The youngest of seven children of an IBM salesman and a homemaker, Clark, who grew up near Philadelphia, in Newtown Square, Pa., has always loved diving. “I can remember driving [with] Mary Ellen to the pool when she was about 6,” says Leslie Roberts, 41, her sister. “She was standing up in the back of my father’s convertible in her little tank swimsuit with her first boyfriend, holding hands.”
After graduating from Penn State and getting her master’s in physical education at Ohio State, Clark began her Olympic push, moving to Florida to train with O’Brien, the renowned coach who trained Greg Louganis, among others. After her bronze in 1992, she continued to compete, improving steadily until the return of her vertigo. “I was just enjoying the ride,” she says.
The ride ended when it became apparent that her balance problem, which usually manifested itself only when she tried to dive, wouldn’t go away quickly, as it had in the past. “She wasn’t driving around dizzy; she wasn’t watching TV dizzy,” says O’Brien. “But then she’d move her head a certain way and she’d get dizzy.”
Clark sought medical help, consulting ear, nose and throat specialists and neurologists. No luck. Then she tried herbal remedies, acupuncture, anything that offered hope. As the clock ticked—Clark had decided that if she were not back in training by the fall of 1995, she would abandon her Olympic ambitions—she consulted John Upledger, a West Palm Beach osteopath. Upledger’s techniques, which involve manipulating various parts of the body, started to have an effect. “It wasn’t like there was one day when I said, ‘Done. Gone,’ ” Clark says. “I just knew that the good days were coming more than the bad ones.”

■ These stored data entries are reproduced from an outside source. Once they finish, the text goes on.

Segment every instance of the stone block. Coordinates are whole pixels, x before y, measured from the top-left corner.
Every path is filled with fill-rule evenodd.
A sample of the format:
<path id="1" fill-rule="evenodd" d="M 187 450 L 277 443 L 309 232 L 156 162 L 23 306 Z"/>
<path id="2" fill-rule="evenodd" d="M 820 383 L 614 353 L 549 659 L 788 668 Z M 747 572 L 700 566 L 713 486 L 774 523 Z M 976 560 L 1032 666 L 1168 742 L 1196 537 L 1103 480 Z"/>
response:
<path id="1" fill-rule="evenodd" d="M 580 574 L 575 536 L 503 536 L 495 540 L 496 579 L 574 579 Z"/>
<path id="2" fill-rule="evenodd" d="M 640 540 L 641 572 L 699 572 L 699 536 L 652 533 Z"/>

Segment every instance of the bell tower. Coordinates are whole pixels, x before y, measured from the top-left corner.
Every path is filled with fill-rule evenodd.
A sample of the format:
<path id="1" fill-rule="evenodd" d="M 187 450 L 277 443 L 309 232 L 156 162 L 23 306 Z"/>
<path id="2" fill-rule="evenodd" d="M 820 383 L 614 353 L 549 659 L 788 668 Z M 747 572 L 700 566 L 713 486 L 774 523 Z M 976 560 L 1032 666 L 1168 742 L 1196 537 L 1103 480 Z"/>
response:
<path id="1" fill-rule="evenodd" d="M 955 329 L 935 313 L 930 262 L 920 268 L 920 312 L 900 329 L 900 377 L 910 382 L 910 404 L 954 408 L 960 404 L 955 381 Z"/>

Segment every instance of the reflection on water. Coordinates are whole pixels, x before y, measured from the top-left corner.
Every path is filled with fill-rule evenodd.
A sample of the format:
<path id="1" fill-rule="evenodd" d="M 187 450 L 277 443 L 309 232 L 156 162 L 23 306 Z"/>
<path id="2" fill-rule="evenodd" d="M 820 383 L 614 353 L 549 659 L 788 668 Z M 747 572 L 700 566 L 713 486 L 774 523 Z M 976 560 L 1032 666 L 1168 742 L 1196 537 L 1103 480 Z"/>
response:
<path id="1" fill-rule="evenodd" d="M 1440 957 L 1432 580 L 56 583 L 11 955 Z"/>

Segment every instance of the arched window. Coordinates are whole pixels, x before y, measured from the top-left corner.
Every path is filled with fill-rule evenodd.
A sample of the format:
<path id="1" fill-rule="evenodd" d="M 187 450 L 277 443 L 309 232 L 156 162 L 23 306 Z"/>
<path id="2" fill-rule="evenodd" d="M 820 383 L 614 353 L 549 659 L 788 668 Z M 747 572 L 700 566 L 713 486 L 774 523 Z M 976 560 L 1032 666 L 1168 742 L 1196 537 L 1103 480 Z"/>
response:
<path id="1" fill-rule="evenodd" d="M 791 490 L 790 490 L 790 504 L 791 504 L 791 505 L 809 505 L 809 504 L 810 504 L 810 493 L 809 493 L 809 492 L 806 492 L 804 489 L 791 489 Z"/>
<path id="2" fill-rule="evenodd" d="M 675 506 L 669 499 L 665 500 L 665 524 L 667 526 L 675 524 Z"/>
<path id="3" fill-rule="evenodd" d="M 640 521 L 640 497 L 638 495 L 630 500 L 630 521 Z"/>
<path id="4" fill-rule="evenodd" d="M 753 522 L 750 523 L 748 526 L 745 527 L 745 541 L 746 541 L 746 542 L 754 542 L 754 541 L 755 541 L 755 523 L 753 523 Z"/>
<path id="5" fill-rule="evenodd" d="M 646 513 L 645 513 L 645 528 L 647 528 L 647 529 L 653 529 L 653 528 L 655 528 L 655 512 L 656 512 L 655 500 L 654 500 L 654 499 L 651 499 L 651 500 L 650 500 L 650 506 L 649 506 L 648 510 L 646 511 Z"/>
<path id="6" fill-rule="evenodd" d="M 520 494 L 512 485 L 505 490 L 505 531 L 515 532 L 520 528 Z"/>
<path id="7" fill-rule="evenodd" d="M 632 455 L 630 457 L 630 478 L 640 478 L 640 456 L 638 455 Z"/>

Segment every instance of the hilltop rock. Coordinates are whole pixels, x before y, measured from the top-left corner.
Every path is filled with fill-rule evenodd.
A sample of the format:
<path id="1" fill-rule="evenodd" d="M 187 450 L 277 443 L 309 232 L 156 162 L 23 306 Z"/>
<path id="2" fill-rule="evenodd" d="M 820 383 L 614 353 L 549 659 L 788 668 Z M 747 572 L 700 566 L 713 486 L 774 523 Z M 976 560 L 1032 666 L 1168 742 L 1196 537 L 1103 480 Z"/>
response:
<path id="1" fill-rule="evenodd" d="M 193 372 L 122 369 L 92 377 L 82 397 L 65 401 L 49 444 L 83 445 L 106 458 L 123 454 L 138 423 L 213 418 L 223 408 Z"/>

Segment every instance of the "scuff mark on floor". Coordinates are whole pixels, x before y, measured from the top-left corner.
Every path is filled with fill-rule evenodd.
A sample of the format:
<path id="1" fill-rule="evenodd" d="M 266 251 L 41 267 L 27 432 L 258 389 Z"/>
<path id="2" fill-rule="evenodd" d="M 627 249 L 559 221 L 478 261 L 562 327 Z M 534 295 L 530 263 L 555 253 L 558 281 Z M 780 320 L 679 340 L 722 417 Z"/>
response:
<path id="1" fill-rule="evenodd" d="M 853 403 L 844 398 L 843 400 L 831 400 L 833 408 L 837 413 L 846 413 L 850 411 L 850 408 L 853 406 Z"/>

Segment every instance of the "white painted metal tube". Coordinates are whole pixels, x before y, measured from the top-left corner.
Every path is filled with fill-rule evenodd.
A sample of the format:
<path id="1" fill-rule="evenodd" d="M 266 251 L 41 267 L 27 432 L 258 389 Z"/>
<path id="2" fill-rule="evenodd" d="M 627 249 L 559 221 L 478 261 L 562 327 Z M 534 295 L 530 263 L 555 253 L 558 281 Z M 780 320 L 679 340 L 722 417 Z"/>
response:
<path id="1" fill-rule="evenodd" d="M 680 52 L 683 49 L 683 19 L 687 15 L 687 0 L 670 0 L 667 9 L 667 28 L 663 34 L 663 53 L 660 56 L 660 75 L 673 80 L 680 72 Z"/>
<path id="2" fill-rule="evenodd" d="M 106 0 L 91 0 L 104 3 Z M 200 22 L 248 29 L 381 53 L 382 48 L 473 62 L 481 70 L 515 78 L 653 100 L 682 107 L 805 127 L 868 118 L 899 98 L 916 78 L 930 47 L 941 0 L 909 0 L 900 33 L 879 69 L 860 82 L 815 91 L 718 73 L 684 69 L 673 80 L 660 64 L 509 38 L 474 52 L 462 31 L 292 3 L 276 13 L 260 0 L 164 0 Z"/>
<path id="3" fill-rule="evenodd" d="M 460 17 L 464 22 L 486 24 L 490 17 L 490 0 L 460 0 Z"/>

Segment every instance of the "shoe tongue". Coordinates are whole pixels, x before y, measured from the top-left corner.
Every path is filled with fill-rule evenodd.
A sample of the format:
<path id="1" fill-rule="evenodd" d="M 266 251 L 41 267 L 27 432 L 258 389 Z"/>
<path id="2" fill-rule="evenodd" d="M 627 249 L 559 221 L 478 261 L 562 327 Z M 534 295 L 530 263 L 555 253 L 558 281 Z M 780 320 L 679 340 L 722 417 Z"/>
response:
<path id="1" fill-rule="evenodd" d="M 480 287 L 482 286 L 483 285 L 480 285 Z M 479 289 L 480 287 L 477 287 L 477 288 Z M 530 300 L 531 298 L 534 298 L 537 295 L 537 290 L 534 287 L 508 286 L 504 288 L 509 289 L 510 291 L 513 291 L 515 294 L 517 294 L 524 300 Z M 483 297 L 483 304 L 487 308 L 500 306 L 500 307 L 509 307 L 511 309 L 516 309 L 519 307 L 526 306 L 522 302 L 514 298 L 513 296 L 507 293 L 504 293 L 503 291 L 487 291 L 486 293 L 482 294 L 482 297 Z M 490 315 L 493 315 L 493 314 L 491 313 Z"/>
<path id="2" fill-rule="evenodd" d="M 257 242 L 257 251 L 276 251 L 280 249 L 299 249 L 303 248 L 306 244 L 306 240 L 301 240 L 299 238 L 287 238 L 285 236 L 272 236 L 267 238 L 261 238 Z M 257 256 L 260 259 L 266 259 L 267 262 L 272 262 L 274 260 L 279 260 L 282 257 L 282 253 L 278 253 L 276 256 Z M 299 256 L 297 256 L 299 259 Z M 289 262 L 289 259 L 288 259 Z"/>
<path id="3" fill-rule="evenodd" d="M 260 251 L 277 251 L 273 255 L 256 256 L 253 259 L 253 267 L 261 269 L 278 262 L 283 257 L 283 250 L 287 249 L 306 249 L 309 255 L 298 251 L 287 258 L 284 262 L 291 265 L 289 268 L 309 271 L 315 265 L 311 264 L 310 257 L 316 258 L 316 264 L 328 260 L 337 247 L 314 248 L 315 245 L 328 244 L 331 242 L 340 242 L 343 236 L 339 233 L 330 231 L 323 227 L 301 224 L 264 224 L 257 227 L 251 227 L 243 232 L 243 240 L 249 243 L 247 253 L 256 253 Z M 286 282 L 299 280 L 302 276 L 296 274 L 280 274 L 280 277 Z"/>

In mid-October, Clark returned to the pool full-time and, except for a couple of isolated relapses, has been vertigo-free ever since. She even sees her bout with vertigo and the enforced layoff in a new light. “I learned patience,” she says. “I’ve learned to take one day at a time. Even if I don’t make it to the Olympics, I just want to enjoy every moment of the journey.”